Corriere della Sera, 1 aprile 2015
Quell’immagine del guerrigliero-brigatista turco con il volto seminascosto da un fazzoletto rosso, che minaccia di uccidere il magistrato-ostaggio puntandogli la canna della pistola alla tempia, evoca timori, suggestioni, e stimola la volontà di sfogliare immediatamente l’album della memoria
A noi italiani non più giovanissimi, quell’immagine del guerrigliero-brigatista turco con il volto seminascosto da un fazzoletto rosso, che minaccia di uccidere il magistrato-ostaggio puntandogli la canna della pistola alla tempia, evoca timori, suggestioni, e stimola la volontà di sfogliare immediatamente l’album della memoria.
Di estrema sinistra, conclamata e garantita, sono i brigatisti del gruppo Dhkp-C (Fronte rivoluzionario di liberazione del popolo), che hanno sequestrato il procuratore Mehmet Selim Kiraz, il magistrato che condusse l’inchiesta sui gravi incidenti di Gezi Park, a Istanbul. E che indagò sulla morte del quindicenne Berkin Elvan, che passava per caso sul luogo degli scontri: ferito alla testa da una capsula di gas lacrimogeno sparato dalle forze di sicurezza, e morto dopo oltre un anno di agonia. Di estrema sinistra, nel logico accostamento d’immagine, erano i brigatisti rossi che rapirono, a Genova, e sottoposero al giudizio del cosiddetto «tribunale del popolo», Mario Sossi, pubblico ministero nel processo alla banda XXII Ottobre, agli albori della stagione che poi si trasformò nella notte dalla Repubblica.

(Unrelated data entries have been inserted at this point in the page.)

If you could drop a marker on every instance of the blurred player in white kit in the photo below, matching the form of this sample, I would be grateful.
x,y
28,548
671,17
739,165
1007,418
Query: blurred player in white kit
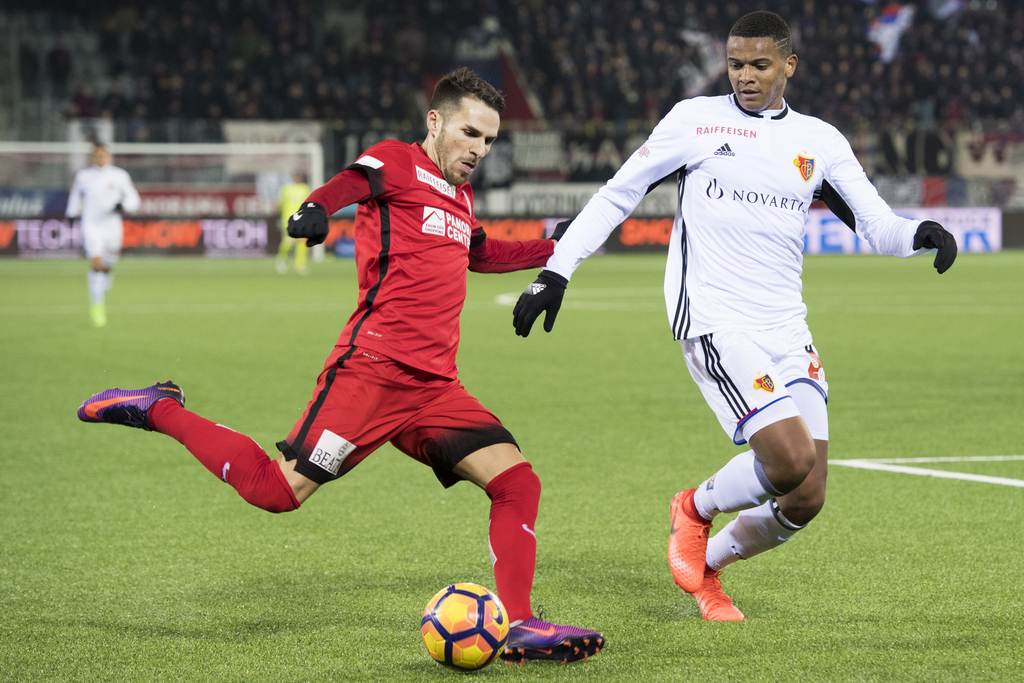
x,y
98,196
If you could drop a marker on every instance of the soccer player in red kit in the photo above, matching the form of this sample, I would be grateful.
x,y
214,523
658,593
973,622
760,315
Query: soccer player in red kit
x,y
391,377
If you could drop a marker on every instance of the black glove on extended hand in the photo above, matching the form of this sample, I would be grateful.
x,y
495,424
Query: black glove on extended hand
x,y
309,222
560,228
545,294
932,236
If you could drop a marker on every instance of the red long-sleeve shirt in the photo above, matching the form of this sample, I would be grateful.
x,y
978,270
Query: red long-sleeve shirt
x,y
415,238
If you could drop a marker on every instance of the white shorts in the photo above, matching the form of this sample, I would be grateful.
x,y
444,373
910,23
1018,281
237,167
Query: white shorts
x,y
103,242
744,376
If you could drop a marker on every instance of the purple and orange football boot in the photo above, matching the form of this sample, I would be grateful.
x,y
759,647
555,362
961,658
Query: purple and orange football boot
x,y
537,639
128,407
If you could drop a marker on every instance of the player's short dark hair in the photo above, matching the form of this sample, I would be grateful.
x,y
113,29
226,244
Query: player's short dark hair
x,y
763,24
464,83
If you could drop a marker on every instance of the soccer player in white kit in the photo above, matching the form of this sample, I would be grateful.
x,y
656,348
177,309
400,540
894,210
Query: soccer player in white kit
x,y
747,168
99,195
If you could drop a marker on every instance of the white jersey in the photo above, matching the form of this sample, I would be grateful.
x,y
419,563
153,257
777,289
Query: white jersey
x,y
95,193
744,184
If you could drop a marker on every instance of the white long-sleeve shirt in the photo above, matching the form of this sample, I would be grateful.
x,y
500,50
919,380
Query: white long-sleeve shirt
x,y
95,193
744,184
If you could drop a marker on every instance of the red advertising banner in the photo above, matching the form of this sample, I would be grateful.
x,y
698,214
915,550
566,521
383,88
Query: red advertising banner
x,y
189,203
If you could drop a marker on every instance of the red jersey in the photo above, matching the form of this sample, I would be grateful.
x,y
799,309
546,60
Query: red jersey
x,y
415,238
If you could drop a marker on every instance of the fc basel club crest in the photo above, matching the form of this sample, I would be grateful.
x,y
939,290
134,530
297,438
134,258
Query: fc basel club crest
x,y
805,165
814,369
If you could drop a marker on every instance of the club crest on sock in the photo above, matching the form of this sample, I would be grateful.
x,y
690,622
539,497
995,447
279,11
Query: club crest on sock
x,y
765,383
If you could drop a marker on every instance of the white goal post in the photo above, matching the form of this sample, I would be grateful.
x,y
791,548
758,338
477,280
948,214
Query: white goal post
x,y
53,164
218,180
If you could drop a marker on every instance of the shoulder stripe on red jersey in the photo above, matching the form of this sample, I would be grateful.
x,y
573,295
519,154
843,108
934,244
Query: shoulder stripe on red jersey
x,y
385,214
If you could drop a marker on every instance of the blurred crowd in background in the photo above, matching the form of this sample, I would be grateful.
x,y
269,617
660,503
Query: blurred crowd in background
x,y
954,62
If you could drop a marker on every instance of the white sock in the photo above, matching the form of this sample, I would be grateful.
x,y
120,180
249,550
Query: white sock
x,y
739,485
97,286
752,532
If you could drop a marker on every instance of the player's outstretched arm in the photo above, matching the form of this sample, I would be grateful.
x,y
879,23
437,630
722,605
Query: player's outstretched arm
x,y
544,294
349,186
486,255
309,222
932,236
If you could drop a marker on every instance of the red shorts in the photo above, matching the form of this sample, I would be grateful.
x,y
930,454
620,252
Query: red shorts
x,y
364,399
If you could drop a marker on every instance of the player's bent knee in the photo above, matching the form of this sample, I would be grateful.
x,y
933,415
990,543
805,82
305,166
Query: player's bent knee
x,y
790,469
260,481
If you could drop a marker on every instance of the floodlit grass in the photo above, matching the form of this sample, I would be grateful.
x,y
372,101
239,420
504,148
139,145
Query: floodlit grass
x,y
123,559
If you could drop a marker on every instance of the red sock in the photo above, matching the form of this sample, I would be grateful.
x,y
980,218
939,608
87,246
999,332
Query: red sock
x,y
514,496
232,457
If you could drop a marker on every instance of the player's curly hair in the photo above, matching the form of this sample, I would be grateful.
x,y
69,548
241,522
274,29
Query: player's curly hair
x,y
464,83
763,24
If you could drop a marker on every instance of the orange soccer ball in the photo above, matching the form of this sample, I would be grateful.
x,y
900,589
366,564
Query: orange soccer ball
x,y
464,627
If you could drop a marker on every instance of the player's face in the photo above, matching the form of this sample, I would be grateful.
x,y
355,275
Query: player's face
x,y
99,157
463,138
758,72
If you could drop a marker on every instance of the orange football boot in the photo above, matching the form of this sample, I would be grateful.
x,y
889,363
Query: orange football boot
x,y
715,604
687,543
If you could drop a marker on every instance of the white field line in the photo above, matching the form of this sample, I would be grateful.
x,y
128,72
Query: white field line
x,y
958,459
887,465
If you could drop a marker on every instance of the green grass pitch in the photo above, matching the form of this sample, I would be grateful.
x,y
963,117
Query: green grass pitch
x,y
123,559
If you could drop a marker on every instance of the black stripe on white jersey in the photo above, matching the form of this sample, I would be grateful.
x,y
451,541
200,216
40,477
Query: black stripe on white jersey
x,y
713,364
681,321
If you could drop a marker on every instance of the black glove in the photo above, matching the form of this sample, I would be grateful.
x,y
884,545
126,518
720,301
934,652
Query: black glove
x,y
309,222
560,229
932,236
546,294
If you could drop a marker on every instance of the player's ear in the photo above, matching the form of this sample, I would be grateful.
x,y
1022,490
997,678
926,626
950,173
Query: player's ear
x,y
434,121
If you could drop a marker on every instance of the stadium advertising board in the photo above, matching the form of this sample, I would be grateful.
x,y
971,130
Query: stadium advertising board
x,y
976,229
61,238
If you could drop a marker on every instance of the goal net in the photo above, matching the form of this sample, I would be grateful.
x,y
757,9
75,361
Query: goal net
x,y
217,199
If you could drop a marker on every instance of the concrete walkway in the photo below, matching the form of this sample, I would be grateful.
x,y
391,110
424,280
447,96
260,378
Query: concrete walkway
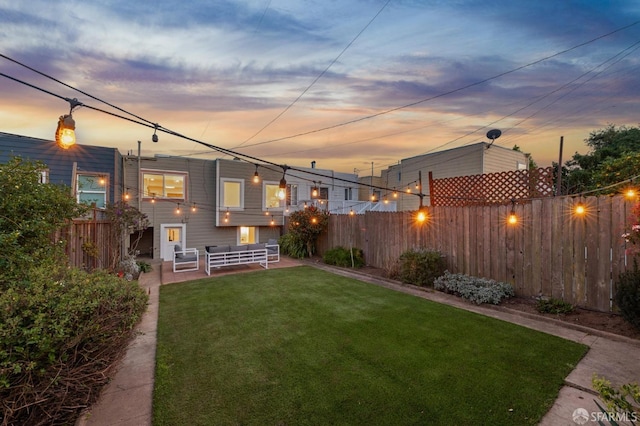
x,y
127,400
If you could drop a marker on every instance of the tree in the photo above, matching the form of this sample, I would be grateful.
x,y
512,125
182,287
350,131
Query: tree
x,y
30,212
306,225
613,158
125,221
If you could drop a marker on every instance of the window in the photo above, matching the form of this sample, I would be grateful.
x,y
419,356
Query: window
x,y
292,195
91,189
157,184
323,194
270,196
232,195
248,235
348,194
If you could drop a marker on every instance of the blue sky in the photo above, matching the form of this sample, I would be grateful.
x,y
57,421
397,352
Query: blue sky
x,y
358,81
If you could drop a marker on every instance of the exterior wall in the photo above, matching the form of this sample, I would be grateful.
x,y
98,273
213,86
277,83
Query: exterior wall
x,y
205,226
60,162
335,184
500,159
464,161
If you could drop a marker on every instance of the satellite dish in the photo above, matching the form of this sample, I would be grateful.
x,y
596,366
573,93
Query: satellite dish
x,y
493,134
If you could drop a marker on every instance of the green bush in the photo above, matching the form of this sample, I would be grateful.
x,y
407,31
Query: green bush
x,y
347,258
554,306
628,296
477,290
144,266
292,245
58,335
421,267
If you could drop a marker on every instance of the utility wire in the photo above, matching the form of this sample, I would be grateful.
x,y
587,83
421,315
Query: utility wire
x,y
440,95
316,79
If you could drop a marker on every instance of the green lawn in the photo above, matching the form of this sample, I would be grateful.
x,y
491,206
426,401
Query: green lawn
x,y
300,346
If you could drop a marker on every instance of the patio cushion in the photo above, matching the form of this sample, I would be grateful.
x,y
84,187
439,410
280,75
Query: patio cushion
x,y
219,249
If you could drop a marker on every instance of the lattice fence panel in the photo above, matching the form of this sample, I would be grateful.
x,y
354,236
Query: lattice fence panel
x,y
492,188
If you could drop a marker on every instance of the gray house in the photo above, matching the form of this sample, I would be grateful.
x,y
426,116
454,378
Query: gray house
x,y
93,173
476,159
198,203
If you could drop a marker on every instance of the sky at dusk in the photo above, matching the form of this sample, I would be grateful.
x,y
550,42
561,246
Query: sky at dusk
x,y
345,83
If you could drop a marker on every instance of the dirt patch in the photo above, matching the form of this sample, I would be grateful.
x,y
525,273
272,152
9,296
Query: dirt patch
x,y
608,322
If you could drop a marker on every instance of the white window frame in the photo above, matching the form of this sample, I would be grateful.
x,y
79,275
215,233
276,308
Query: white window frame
x,y
292,194
222,203
43,176
265,207
348,193
104,191
256,234
164,173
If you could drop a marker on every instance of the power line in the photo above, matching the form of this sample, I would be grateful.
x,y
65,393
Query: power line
x,y
317,78
459,89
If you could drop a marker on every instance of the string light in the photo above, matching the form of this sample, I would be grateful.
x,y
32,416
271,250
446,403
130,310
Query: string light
x,y
154,137
422,215
282,188
512,219
66,131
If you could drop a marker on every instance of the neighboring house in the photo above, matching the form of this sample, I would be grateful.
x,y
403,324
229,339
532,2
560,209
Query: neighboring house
x,y
476,159
334,192
93,173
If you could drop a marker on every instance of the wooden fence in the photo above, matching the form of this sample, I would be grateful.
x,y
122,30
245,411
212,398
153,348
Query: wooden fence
x,y
88,243
550,251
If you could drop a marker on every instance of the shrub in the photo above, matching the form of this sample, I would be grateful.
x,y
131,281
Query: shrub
x,y
628,296
144,266
344,257
421,267
307,225
292,245
624,401
554,306
478,290
58,335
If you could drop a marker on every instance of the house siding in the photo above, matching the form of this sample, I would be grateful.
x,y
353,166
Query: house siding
x,y
60,162
464,161
203,227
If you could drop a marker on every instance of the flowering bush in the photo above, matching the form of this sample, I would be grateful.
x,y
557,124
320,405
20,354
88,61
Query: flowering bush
x,y
478,290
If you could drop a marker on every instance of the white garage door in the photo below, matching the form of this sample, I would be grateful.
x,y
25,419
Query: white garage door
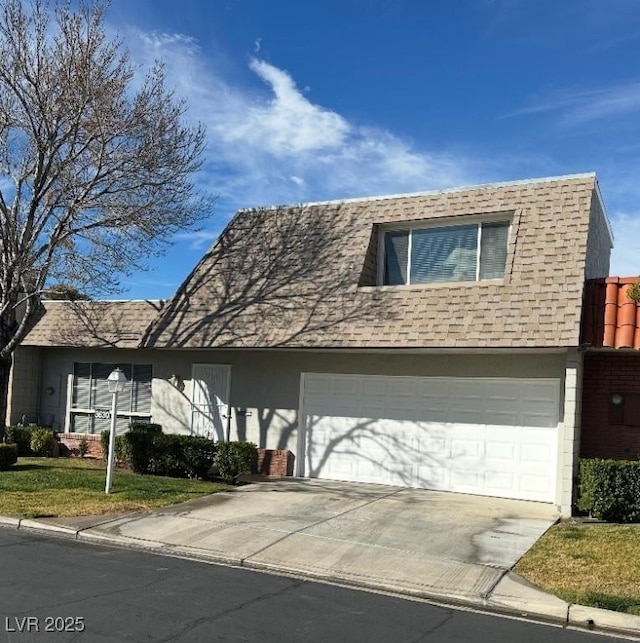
x,y
488,436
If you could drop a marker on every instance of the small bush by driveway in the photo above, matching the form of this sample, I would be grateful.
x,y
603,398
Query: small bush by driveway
x,y
590,564
38,487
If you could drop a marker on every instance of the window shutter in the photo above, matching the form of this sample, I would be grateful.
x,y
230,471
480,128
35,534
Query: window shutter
x,y
82,385
141,392
493,250
444,254
396,253
101,397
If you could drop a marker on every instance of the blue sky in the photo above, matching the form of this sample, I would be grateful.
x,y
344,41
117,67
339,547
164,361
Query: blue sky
x,y
315,100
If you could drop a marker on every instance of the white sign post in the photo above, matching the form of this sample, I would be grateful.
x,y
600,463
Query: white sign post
x,y
116,382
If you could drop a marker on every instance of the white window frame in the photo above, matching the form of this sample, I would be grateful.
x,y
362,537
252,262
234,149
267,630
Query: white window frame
x,y
478,220
71,409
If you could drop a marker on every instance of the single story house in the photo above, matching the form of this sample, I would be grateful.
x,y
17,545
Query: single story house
x,y
429,340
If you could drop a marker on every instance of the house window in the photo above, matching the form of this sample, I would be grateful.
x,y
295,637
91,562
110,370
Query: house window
x,y
440,254
91,400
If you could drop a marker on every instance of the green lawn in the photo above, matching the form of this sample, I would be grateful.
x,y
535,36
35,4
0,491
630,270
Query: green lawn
x,y
589,564
36,487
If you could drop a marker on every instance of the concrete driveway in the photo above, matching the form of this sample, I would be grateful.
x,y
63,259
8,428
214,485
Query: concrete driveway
x,y
414,541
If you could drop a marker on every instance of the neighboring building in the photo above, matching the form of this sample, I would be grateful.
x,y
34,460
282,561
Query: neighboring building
x,y
428,340
611,400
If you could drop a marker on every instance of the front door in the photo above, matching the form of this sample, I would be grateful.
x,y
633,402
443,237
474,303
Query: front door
x,y
210,400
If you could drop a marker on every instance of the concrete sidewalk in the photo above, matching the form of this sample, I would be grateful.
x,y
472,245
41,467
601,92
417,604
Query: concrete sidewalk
x,y
448,548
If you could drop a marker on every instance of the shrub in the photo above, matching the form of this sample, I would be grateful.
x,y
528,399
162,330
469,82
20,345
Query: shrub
x,y
140,441
8,455
610,489
183,456
43,442
235,458
21,437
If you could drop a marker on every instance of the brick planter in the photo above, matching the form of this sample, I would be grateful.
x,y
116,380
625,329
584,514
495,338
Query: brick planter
x,y
275,462
72,441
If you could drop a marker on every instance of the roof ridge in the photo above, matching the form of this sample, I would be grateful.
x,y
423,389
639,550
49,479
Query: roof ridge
x,y
103,301
461,188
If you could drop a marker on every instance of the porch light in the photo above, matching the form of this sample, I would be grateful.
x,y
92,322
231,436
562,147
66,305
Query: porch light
x,y
115,382
617,399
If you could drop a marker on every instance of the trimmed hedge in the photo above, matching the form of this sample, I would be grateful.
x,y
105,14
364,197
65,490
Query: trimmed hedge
x,y
8,455
21,437
140,442
121,455
235,458
610,489
42,442
182,456
145,449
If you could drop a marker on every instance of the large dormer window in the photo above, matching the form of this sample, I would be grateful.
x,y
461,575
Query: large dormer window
x,y
445,253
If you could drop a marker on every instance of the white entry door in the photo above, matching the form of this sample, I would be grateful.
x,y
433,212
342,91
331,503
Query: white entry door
x,y
486,436
210,400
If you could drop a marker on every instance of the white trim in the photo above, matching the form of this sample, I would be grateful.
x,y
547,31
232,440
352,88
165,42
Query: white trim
x,y
410,226
381,256
604,212
480,186
226,416
409,250
302,431
67,413
479,248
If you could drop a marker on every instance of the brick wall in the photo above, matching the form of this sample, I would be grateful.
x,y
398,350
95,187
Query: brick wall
x,y
275,462
271,462
604,432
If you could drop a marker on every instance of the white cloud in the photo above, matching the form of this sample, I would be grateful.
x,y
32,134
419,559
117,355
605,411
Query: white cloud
x,y
270,143
198,239
625,260
579,107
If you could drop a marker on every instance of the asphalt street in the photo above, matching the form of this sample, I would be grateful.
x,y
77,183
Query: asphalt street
x,y
61,590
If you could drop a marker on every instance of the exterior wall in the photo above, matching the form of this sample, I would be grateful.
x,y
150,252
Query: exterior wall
x,y
599,243
24,386
265,385
604,434
569,434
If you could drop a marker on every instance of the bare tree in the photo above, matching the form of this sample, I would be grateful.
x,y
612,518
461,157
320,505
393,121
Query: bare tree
x,y
95,175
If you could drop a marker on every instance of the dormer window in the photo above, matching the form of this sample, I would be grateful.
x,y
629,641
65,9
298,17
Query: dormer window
x,y
429,254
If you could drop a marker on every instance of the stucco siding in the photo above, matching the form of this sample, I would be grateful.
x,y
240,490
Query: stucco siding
x,y
265,386
24,385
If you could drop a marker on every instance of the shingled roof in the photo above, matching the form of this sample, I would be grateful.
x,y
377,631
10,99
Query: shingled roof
x,y
92,324
305,276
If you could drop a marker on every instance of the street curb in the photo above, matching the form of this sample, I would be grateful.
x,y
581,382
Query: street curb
x,y
36,525
596,620
578,617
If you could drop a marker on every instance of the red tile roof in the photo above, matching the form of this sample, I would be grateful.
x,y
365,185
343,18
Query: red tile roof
x,y
610,319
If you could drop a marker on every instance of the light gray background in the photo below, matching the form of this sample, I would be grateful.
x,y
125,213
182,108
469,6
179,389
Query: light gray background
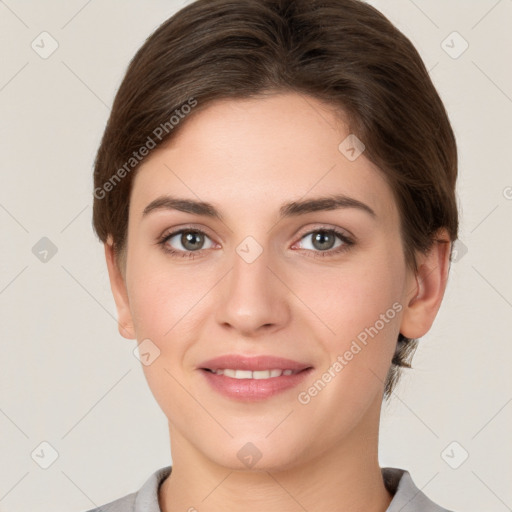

Le analogie sono tante e la percezione accosta le due immagini quasi a confonderle. Le differenze sono appunto minime, perché i rivoluzionari turchi di estrema sinistra sono un gruppo terrorista riconosciuto, proprio come lo erano le Brigate rosse italiane di allora, prima che la sintesi rivoluzionaria tra i cattolici estremisti che avevano studiato sociologia all’Università di Trento e i comunisti duri e puri della bassa reggiana, stretti in un patto comune, venisse alterata e manipolata da infiltrazioni, manovre, misteri e segreti inconfessabili che hanno punteggiato per oltre un ventennio la vita del nostro Paese.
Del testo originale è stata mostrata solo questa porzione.